良かった。すごく良かった。絵も動きも音もセリフや歌も、すべてに細部まで拘りが満ちていて、最後までテンションがまったく落ちない。ほんの数秒、一瞬しか見えない景色の隅々までおそろしいほどに描きこまれている。昔のハリウッド映画が湯水のようにお金をかけ各ジャンルのアーティストや職人を駆使して作り上げた「その時代の風景」を、アニメーションでやってのけた。日本のアニメはここまで来たか、日本映画の要となるのはやはりアニメしかないんじゃないか、そこまで思った。これまでになく強く。関わった皆さまに適正な報酬が行き渡っていますように。
これはもう絶 対 に!映画館で観ることをお勧めする。映像だけじゃない、音の使い方も素晴らしく凝っているのだ。平日の真昼間という好条件だったせいもあるとは思うが、とにかく音のメリハリが凄かった。客層もたぶん私史上まれにみる良さだったのか、数秒間まったくの無音になったことが何度かあってちょっと驚いた。皆が皆息を呑み、動くことを忘れる、そういう境地を共通体験したのだ。エンディングの静けさも他の映画より長めだったかもしれない。私自身も暫く立てなかった。
!!!ここからはネタバレ!!!
この映画を観て、おそらく手塚治虫をある程度読んでいる人ならば必ずや連想するであろう作品が「火の鳥」と「どろろ」。後でパンフを見てみたらビンゴだった。私はちょっと大友克洋みも感じたが、映画「幻魔大戦」で出て来た踊り子からかもしれない(懐かしいな、もう一度観てみたい)
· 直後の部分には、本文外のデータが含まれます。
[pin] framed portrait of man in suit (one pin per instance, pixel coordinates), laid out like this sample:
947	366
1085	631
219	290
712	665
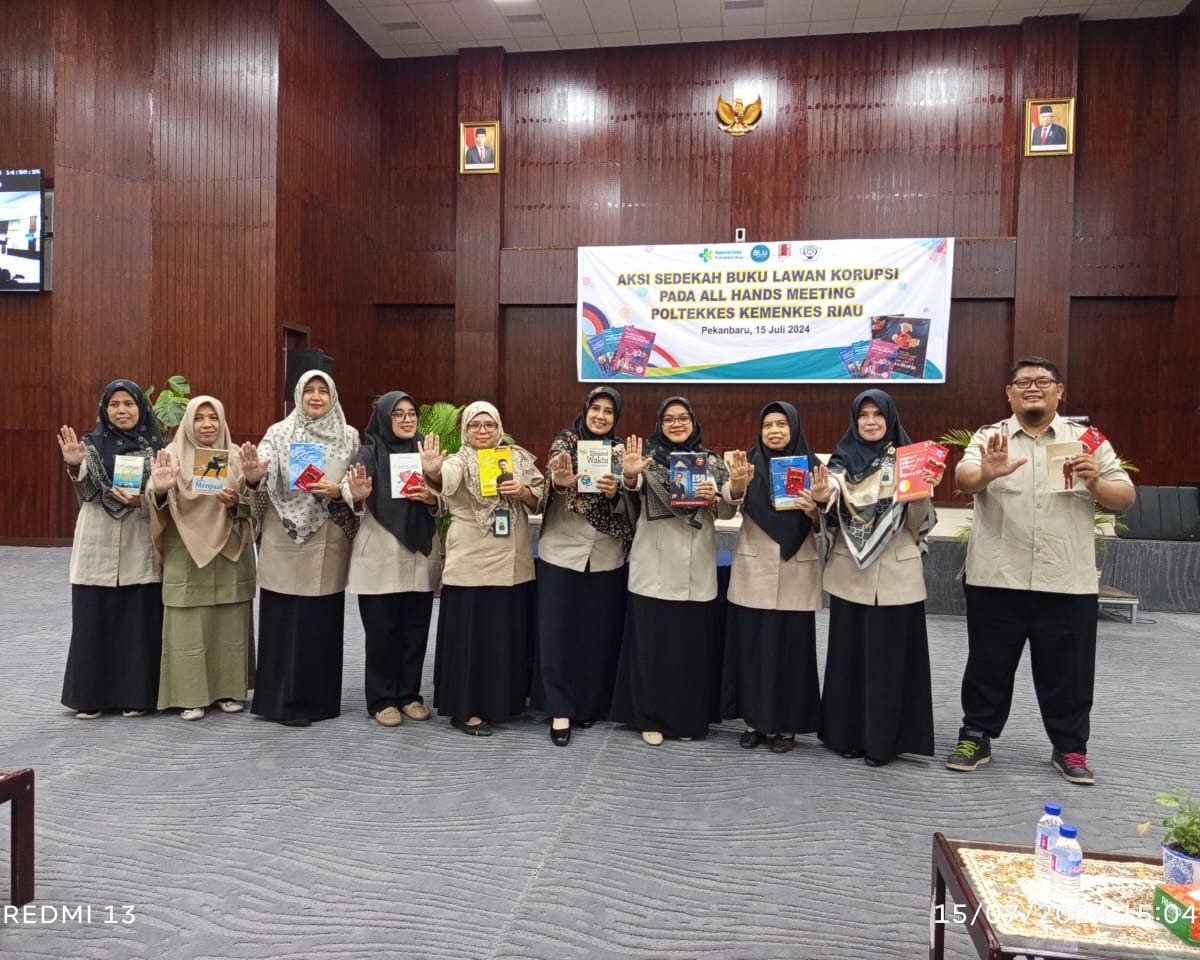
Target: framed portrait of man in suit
479	147
1049	126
二人の非凡な芸能者、ともに平家の呪いを身に受けている。亡者の物語を形にするべく琵琶を弾き歌い、踊り跳ねる。同じようでいてまったくちがう二人のスタンス。犬王は「物語」を表現するたびに呪いを解き、振り捨てていく。友魚は演じた「物語」に惹きつけられ、次々と取り込んでいく。一度限りのパフォーマンスと割り切って前に進む犬王はアッサリと権力に従う。一方物語と完全に一体化した友魚はそうはいかない。自分を捨てることに他ならないからだ。かくして物語もろとも死に至る。この二人の対比が素晴らしくいい。現実がどうだったかというのではなく、「物語」で結びついた二人は、すんなりと時空を超えて再び出逢う。心に沁みるラストシーンでございました。
それにしても
世の中に溢れる「呪」を拾い集め、物語として人に語り、伝播させて供養とする。
これは一体、日本だけの振舞いなんだろうか?万国共通、人類が深いところで繋がり得る可能性のひとつなんじゃないだろうか。この映画を観る前にふと一気読みした「知と愛」にも全く同じようなことが書いてあった。創作者が到達する境地はジャンルを問わず時代を問わず、同じ場所なのかもしれない。
「いいぞ、いくらでも来い!俺が全員の話を語ってやる!」
うろ覚えだけど犬王のセリフ、かなり響きました。私も頑張ります。